Posted on 6/26/25 at 1:39 pm to 13SaintTiger
quote:
I guarantee you that sans politics, Robotaxi will be in more cities and areas than Waymo by this time next year.
Oh, I shouldn't laugh. You own a Tesla so that makes you an expert on all things autonomous driving. Silly me.
Posted on 9/20/25 at 6:32 pm to rickgrimes
Google is up 54% ($165-$255) since I made the OP 
Posted on 9/20/25 at 10:27 pm to rickgrimes
Good call. I’ve always wondered why it didn’t get the respect that Apple or MSFT did. Apple would be the one I’d be discounting at this point if I had to pick.
Posted on 9/20/25 at 10:58 pm to UltimaParadox
Tesla will top Waymo, it is what it is.
Posted on 9/21/25 at 9:34 am to RoyalWe
quote:
quote:
they have the issue that their dominant search engine is becoming obsolete due to AI.
This is the answer. AI is going to whip their heads off so quickly their search revenue model will be worthless unless they get it in gear. There's talk that whoever "gets it right" first will be the only player. No 2nd place trophy in this race.
EDIT for downvoters: The theory is that AI can reach escape velocity and hit general intelligence, reiterating itself ever smarter until no rival can catch up. There's a lot of speculation in there, but if that's the shape of the finish line then second place might not be a place at all. Sorry for being the messenger of this possible scenario.

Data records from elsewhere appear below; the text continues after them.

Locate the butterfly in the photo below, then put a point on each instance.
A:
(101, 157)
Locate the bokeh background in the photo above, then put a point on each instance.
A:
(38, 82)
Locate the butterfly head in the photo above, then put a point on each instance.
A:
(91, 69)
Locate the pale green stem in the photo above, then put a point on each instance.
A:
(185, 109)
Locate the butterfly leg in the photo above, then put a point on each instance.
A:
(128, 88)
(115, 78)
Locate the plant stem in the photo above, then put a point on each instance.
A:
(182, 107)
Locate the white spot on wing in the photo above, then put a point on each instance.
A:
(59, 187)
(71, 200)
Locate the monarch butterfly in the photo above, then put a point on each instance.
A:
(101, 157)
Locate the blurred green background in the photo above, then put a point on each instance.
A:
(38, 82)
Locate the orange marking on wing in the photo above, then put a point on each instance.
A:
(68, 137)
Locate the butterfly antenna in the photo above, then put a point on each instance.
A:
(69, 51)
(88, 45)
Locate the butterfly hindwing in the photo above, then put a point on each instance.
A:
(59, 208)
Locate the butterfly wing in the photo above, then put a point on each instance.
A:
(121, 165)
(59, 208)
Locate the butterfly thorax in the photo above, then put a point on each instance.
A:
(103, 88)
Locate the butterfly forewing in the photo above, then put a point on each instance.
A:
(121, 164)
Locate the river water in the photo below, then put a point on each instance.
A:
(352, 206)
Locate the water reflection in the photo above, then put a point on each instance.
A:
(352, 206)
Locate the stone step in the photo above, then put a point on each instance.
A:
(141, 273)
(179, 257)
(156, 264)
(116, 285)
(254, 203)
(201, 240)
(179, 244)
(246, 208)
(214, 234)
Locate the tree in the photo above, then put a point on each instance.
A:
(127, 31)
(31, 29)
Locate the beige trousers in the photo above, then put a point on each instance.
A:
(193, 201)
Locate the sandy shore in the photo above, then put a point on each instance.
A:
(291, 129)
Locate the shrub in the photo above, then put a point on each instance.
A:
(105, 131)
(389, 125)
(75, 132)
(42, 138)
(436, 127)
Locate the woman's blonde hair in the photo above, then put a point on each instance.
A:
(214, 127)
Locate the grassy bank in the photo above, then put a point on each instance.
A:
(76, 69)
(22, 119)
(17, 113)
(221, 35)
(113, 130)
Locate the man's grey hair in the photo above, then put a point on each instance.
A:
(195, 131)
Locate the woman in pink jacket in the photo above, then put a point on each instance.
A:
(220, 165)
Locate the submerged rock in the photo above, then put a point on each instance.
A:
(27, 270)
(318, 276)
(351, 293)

They could end up being the winner. They are spending huge amounts on AI.
I like Goog at these prices.
Posted on 9/21/25 at 1:40 pm to rickgrimes
I’ve always said that about Amazon.
Posted on 9/21/25 at 6:13 pm to rickgrimes
The answer is ALOT of people think Google is just evil. They don’t have the PR of Apple or Facebook or the cool of Tesla. Google is like a more boring Microsoft.
Posted on 9/21/25 at 8:22 pm to Drizzt
They also don’t have the name brand CEO that most mag 7 companies have.